Quite by instinct, I left my feet and leapt back, dropping the traces and landing against the hedge: the way was just so narrow. There was a dull thud where my feet landed. It was one of those details not at first noted. Indeed I had no mind just then but to grab hold of the traces once again and master that fractious gray. Fright made me bold. I cursed him in my childish way, calling him a devil and making threats I could not hope to carry out. Harsh words worked better than sweet. I took a grip lower down and pushed against his head. When the wheels of the wagon ceased to creak I knew I had triumphed.

It was not until then that the sound my flying feet had made when they hit ground echoed in my mind’s ear. I had no certainty about it: simply the feeling that it was not quite as it should have been. Twisting about, managing to keep my hold on the horses, I searched out the place where my heels had dug in the dirt. It looked no different from the place I now stood. It had been firm under my feet: yes, perhaps a bit too firm. Testing, I made a jump in place, found the ground softer, and got no answering thud. This peculiar exercise disturbed both horses, however, and so I determined to do no more until Ebenezer arrived, which was soon after. In the end, however, all I did was estimate the distance from that spot to the hedge gate and thus mark it for further investigation.

Relieved of my onerous task, I made through the gate and the garden, and entered the Goodhope residence through the rear door. Then to the cellar and the kitchen. There I found the staff not engaged, as I had expected, in the preparation of dinner; but rather, dawdling about their own evening meal, all seated at the long table whereon Lord Goodhope’s body had laid the night before. In addition to the two young females I had met upon then, there was Ebenezer’s companion footman, whose name I would learn was Henry, and a woman unknown to me and senior to them all, whom I judged rightly to be the cook. Where Potter was I could not guess. I was, however, glad to note his absence.

As I entered, all conversation ceased. I should not have been surprised at that, for when last I visited them, I had performed in an official capacity quite officiously. But I wisely approached them on this occasion all meek and humble.

“I was wondering,” said I to the assemblage, “if I might beg a little something to eat; a crust of bread would do me well.”

“And who might you be?” asked the older woman. “In off the street, are y’?”

“By no means, mum,” said I to her. “I arrived with Mr. Donnelly, the surgeon.”

One of the kitchen girls, the one who had giggled the night before at Potter’s discomfiture, whispered earnestly in the cook’s ear, and the expression on the latter’s face softened considerably.

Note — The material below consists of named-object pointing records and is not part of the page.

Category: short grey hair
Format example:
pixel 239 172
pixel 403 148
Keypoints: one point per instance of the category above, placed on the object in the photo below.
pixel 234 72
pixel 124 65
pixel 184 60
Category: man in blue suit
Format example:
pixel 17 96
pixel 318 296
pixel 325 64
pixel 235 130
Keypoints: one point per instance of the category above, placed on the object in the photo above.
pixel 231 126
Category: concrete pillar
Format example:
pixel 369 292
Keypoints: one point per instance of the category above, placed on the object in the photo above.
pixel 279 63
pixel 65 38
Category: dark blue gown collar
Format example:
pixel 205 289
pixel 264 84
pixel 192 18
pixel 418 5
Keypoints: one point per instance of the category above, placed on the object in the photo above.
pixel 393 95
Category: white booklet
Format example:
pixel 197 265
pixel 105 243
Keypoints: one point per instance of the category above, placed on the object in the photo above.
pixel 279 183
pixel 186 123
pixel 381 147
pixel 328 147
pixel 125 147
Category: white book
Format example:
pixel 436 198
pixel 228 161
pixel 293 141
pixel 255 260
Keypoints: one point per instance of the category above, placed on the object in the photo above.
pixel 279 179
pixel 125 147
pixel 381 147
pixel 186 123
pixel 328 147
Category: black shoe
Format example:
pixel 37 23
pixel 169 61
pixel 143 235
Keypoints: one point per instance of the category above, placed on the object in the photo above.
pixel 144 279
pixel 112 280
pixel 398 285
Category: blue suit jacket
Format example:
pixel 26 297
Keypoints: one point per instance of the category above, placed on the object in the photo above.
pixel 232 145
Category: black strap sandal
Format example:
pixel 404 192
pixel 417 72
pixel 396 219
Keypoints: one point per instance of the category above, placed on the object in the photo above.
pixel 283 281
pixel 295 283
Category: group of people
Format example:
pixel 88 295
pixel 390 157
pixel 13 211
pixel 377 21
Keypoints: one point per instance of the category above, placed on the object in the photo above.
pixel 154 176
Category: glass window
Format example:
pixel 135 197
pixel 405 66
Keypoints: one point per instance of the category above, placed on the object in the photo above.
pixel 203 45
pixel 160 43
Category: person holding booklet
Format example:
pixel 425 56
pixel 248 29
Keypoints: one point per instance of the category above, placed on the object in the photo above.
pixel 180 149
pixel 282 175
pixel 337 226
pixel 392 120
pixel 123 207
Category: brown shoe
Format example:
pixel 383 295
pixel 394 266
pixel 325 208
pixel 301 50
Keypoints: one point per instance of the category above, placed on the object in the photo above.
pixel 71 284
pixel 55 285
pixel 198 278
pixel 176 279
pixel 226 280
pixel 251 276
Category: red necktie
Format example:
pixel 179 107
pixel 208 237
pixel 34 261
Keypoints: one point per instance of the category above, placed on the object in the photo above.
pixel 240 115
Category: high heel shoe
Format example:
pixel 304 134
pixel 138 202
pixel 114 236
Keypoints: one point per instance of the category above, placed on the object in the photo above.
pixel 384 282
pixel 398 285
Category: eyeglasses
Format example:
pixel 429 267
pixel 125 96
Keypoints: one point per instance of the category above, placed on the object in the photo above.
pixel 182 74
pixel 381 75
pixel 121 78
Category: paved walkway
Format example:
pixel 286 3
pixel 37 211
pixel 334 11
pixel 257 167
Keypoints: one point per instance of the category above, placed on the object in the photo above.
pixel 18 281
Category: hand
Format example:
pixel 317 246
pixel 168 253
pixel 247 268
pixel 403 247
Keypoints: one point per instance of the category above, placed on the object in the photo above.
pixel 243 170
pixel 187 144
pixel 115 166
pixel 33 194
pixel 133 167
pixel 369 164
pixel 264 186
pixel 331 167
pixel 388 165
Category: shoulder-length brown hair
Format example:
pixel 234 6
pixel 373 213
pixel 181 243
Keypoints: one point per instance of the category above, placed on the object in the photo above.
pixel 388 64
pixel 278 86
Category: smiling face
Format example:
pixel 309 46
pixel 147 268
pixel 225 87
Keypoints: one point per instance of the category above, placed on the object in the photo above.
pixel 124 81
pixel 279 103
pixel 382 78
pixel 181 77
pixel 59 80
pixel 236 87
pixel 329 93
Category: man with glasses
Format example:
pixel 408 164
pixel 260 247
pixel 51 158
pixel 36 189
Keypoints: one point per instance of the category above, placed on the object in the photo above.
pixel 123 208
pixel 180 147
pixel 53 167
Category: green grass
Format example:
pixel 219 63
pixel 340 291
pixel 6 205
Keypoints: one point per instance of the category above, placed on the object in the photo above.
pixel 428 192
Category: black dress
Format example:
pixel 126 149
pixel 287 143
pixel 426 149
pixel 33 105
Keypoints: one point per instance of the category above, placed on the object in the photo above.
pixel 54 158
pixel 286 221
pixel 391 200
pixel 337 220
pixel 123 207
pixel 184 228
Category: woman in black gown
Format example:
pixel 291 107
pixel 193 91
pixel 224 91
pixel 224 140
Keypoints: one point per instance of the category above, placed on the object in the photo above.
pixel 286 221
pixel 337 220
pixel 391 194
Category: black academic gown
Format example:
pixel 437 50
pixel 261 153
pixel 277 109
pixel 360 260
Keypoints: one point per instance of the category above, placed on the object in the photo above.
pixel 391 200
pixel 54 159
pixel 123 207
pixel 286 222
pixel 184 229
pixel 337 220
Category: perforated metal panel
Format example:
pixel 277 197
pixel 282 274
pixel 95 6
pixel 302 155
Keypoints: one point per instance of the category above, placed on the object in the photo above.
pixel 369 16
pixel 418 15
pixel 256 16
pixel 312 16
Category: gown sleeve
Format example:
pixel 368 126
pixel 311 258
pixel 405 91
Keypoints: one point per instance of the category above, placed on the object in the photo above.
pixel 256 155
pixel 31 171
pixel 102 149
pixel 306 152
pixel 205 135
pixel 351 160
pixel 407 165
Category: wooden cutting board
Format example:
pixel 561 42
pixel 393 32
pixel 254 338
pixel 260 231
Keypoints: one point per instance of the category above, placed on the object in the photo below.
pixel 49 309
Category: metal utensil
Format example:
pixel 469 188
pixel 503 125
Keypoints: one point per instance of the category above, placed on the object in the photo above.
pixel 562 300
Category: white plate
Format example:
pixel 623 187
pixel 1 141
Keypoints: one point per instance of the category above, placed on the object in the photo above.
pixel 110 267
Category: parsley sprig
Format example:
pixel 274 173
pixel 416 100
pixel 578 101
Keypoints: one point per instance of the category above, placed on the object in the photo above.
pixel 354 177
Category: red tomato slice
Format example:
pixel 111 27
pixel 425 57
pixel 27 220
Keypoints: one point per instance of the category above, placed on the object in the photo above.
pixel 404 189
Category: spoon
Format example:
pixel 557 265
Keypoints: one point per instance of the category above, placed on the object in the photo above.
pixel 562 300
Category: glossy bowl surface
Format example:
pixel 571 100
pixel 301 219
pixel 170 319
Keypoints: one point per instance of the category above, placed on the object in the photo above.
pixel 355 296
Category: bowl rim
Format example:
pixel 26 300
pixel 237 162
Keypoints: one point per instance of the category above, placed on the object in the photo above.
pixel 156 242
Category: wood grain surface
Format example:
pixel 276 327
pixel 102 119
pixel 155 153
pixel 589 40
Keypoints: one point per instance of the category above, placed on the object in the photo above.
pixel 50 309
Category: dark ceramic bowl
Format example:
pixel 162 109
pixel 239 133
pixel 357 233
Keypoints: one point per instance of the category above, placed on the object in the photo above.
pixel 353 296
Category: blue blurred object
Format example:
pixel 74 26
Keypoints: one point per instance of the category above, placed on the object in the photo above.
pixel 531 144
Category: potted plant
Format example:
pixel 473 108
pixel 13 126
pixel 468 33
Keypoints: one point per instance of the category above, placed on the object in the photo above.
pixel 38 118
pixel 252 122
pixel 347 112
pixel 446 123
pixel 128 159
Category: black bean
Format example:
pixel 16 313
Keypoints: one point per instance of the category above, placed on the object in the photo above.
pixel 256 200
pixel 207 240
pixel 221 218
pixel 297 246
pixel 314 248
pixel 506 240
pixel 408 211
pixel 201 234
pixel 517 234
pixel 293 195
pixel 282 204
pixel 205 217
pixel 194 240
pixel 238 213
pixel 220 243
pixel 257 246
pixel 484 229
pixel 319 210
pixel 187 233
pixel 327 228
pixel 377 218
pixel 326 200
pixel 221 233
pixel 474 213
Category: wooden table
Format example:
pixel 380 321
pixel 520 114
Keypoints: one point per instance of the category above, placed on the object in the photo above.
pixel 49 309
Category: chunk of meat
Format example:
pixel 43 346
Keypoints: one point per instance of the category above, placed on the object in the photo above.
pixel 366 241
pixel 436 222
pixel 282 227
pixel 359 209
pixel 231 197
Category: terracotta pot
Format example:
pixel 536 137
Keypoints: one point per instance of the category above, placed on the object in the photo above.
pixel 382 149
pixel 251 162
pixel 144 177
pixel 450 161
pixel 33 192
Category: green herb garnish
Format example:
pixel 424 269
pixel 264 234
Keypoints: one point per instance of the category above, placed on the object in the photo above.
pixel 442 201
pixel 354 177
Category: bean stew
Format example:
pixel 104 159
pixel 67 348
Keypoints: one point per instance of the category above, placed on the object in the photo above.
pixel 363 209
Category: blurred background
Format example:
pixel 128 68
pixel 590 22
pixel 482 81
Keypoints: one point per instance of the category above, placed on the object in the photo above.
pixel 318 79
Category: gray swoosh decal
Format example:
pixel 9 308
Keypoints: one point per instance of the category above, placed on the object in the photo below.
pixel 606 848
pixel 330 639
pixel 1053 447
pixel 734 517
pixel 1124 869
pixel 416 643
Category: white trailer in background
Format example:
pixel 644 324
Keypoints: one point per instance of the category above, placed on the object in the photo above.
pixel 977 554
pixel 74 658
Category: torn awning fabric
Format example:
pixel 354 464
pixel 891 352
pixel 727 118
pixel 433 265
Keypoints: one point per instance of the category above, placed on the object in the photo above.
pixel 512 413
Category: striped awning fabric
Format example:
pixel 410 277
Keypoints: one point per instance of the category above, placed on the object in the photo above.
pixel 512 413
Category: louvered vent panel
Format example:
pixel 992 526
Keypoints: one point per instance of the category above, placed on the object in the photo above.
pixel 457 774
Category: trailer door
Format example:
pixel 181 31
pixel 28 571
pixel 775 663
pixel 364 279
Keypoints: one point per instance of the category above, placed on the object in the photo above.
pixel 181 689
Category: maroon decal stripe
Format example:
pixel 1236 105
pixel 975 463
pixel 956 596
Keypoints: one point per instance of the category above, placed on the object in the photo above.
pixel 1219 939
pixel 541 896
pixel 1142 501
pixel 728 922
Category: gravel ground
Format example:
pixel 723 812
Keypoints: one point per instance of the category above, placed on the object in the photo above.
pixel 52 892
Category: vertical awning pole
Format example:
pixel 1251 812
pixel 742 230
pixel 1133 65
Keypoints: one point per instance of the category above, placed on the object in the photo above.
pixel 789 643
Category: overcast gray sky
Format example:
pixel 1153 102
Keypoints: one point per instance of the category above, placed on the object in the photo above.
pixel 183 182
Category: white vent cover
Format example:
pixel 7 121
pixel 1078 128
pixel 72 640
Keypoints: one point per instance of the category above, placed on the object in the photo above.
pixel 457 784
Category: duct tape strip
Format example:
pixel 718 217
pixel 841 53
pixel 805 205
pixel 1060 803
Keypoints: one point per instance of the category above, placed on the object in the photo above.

“Well,” said the cook, “you talks like a gent’man. P’rhaps I ought feed you as one. You may eat as we’re eatin’, if you like: dining as ladies and gents ourselves, we are. Must eat it up. Meat don’t keep forever.” She paused, assessing me. “What about a chop?”

“A chop of what?” I asked rather boldly.

“A chop of good English mutton,” said she.

“Done!” said I, as if engaged in commerce.

This brought a lightening of mood at the table, a place set for me, and in no time at all, a thick chop, a bit of dripping, and a chunk of bread to sop it up with. This was indeed sumptuous dining.

In no time at all, those at the table with me were laughing and talking as before, but this time, as predicted by Sir John, most of the talk was directed at me in the form of questions to do with the swift and unexpected demise of Lord Goodhope.

“Was it not by his own hand then?” asked Henry, the footman. He had recognized what his master’s two clean hands might mean and communicated it to the others.